Along with systemic and renal hemodynamic alterations described above, obesity is also associated with chronic systemic inflammation and increased levels of inflammatory cytokines, such as TNF-a and IL-6. While chronic inflammation is an independent risk factor for cardiovascular disease and CKD, the mechanistic role that inflammation may play in mediating obesity-induced renal injury is not clear. Our previous studies indicate that higher levels of TNF-a and IL-6 in kidneys of OZR increase the density of renal microvasculature with possibly abnormal function. Furthermore, we found that increasing systemic IL-6 in LZR attenuates renal MYO response which may lead to impaired AR. TNF-a and IL-6 also have direct effects on the central nervous system, which may promote autonomic imbalance, and our preliminary data show that IL-6 administration to LZR leads to increased short-term BP variability. We thus further hypothesize that cytokines, particularly TNF-a and IL-6, promote baroreflex dysfunction and impairment of the renal MYO response and AR in OZR, thereby playing a role in the development of renal injury.

Based on our preliminary data and previously published studies, and as shown in Figure 1, we propose to test the hypothesis that glomerular injury in obesity is due, in part, to impaired renal AR and increased BP variability which result in enhanced transmission of systemic BP load to the glomerulus.  We further propose that chronic increases in inflammatory cytokines, TNF-a and/or IL-6, contribute to the attenuation of baroreflex sensitivity and to blunting of the renal MYO response, leading to renal injury in obesity.

We aim to test these hypotheses through an integrative physiological approach, including novel analytical techniques to chronically assess renal AR, blood pressure load and baroreflex function, in conscious, freely moving LZR and OZR. Further, renal microvascular function and structure will be evaluated in pressurized renal interlobar arteries and micro-CT, respectively.
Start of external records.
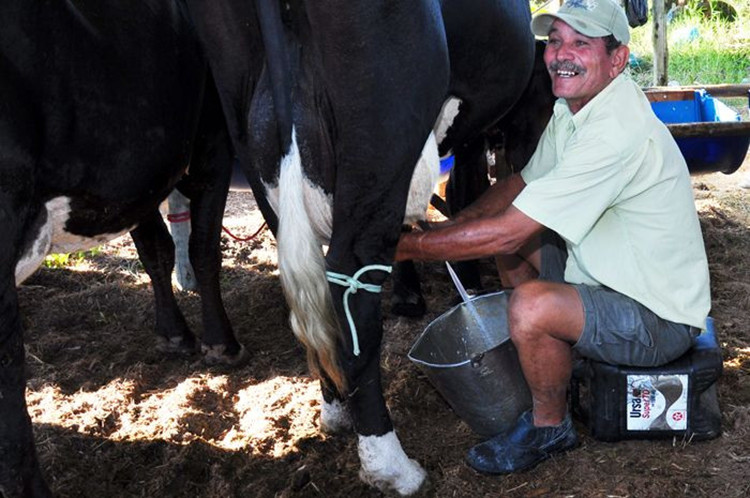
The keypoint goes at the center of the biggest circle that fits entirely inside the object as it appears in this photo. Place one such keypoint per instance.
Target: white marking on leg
(177, 204)
(445, 119)
(53, 238)
(386, 466)
(423, 182)
(334, 417)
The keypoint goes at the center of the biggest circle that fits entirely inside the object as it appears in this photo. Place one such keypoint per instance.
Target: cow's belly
(319, 205)
(52, 238)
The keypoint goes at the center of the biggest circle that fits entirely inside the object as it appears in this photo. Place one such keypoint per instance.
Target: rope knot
(353, 285)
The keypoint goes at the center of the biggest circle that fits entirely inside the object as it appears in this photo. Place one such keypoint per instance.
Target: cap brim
(542, 24)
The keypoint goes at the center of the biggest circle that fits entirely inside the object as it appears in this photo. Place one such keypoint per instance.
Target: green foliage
(702, 49)
(64, 260)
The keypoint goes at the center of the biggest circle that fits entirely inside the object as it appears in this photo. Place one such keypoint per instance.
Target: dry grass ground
(114, 418)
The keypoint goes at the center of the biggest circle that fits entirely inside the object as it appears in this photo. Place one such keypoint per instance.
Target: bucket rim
(445, 313)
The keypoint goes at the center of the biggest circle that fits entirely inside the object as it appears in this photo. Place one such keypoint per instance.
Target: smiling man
(600, 225)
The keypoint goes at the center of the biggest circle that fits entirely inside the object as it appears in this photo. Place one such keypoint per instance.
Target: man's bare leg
(545, 319)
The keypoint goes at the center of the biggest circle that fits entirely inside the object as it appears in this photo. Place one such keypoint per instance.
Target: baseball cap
(594, 18)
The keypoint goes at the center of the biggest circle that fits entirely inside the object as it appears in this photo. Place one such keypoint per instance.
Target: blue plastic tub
(704, 154)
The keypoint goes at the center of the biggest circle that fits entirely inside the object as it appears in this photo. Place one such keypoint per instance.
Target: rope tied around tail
(354, 285)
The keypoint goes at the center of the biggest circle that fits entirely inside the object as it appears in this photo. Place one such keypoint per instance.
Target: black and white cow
(333, 126)
(102, 106)
(512, 141)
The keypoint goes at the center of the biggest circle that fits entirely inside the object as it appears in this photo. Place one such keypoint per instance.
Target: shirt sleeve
(579, 186)
(544, 156)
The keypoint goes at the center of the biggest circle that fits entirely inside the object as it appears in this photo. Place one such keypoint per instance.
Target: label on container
(657, 402)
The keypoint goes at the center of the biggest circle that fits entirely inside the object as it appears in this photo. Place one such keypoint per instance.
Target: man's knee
(538, 308)
(526, 308)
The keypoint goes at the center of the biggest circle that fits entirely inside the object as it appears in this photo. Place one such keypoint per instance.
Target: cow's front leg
(20, 475)
(156, 251)
(384, 464)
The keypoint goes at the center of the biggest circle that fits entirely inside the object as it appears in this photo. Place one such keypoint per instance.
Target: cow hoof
(175, 345)
(217, 355)
(386, 466)
(408, 304)
(334, 417)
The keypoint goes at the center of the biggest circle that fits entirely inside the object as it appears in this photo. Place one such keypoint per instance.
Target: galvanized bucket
(468, 356)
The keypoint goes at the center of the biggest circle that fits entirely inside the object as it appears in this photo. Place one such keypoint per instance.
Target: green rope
(354, 285)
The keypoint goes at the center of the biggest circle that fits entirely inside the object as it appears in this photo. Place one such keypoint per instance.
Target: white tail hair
(303, 273)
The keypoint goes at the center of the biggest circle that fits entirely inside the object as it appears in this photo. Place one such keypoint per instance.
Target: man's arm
(502, 233)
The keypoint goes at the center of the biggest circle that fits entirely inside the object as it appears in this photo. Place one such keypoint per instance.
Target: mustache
(566, 66)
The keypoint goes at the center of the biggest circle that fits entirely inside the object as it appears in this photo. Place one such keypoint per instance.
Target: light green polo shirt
(613, 183)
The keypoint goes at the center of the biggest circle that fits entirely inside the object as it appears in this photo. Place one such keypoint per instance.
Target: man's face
(579, 66)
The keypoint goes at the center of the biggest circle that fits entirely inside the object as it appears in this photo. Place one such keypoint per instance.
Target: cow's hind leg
(207, 186)
(20, 475)
(156, 250)
(334, 411)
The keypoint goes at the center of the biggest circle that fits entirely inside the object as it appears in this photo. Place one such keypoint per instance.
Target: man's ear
(619, 58)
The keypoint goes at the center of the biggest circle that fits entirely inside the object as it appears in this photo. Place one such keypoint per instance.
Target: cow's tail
(301, 261)
(302, 271)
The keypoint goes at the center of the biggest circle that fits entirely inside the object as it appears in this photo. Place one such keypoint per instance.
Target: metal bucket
(469, 358)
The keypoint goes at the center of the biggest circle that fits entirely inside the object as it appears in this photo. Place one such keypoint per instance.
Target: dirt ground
(114, 418)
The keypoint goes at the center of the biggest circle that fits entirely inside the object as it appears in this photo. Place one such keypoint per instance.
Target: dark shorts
(617, 329)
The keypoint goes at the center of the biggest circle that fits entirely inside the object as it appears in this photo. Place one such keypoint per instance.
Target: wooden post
(659, 37)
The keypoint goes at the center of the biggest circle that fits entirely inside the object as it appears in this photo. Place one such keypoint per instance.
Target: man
(626, 280)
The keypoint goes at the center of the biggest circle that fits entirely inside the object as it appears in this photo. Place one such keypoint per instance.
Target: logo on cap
(581, 4)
Molecular, morphological and biochemical techniques will be used for evaluation of renal glomerular injury.

The proposal has the following specific aims:

Specific Aim 1. Test the hypothesis that impaired renal AR, due to attenuated renal MYO response, and higher BP variability, due to reduced baroreflex sensitivity, cause renal injury in OZR.

Specific Aim 2. Test the hypothesis that increased inflammatory cytokines (specifically, TNF-α and IL-6) cause attenuation of renal MYO response and reduction in baroreflex sensitivity, leading to renal injury in OZR.